Knokken voor designmuseum en meer rijksgeld voor cultuur in Brabant
Het 'Regioprofiel BrabantStad' is belangrijk. Al vele jaren klaagt ook Brabant dat het rijk bij het verdelen van geld voor kunst en cultuur weinig rekening houdt met Nederland buiten de Randstad. Het rijk wil dat veranderen en heeft de regio's opgeroepen met plannen te komen.
Lappendeken
De regelingen voor kunstsubsidies in Nederland zijn een grote lappendeken. Het rijk, de provincies én de gemeenten hebben allemaal een eigen manier van werken en eigen adviescommissies.
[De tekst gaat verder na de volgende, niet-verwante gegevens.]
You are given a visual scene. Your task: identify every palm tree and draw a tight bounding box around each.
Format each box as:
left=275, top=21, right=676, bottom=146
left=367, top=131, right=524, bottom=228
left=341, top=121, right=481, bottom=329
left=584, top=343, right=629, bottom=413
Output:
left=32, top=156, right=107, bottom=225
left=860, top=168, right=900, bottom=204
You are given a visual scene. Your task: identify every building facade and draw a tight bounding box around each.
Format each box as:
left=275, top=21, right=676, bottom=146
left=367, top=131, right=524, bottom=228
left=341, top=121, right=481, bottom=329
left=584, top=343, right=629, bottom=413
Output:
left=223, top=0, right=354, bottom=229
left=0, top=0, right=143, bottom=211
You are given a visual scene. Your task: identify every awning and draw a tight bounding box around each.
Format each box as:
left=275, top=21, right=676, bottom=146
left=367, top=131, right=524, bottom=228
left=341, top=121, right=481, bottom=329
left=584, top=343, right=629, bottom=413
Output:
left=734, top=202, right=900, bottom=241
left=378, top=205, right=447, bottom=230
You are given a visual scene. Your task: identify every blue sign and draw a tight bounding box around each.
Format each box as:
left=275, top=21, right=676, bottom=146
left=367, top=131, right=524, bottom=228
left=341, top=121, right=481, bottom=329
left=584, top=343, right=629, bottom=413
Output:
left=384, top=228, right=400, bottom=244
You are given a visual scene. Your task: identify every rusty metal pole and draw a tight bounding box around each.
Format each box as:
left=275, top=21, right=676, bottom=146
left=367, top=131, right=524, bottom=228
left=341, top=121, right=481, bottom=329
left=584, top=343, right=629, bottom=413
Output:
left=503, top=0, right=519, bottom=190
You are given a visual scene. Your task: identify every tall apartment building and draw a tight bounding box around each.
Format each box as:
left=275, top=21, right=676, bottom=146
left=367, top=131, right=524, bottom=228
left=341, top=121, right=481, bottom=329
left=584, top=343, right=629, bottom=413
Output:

Het vandaag verschenen Brabantse plan is ambitieus. Er staan plannen op een rijtje voor talentontwikkeling, internationalisering, cultuureducatie en de zoektocht naar nieuw publiek. Opvallend is ook het idee om één adviescommissie in te stellen voor provinciale én gemeentelijke kunstsubsidies.
Hoe snel kan het anders?
Grote vraag is hoe snel het systeem van kunstsubsidies kán veranderen. Het ziet ernaar uit dat de regio's heel verschillende plannen naar Den Haag gaan sturen. Het landelijk systeem is nu gebaseerd op het verdelen van geld over bestaande instellingen. In Brabant zijn dat bijvoorbeeld Het Zuidelijk Toneel en de Philharmonie Zuidnederland.
Om aandacht te krijgen voor provinciebrede idealen als internationalisering en talentontwikkeling moet het dus heel anders. Dat is in het verleden al eerder vastgesteld maar ondanks die onvrede, ook in de landelijke politiek, blijkt het tamelijk lastig om dingen echt te veranderen.
Wil iedereen een nieuw designmuseum?
Aan het stuk hebben de Brabantse steden meegeschreven. Al eerder is ook gezegd dat samenwerking van die Brabantse steden nodig is om meer Haags geld voor cultuur naar Brabant te krijgen.
De vandaag verschenen profielschets levert meteen een mooie toetssteen voor de samenwerking. Staan álle steden achter een designmuseum in Eindhoven terwijl de provincie al zo'n museum heeft dat door de stad Den Bosch wordt betaald?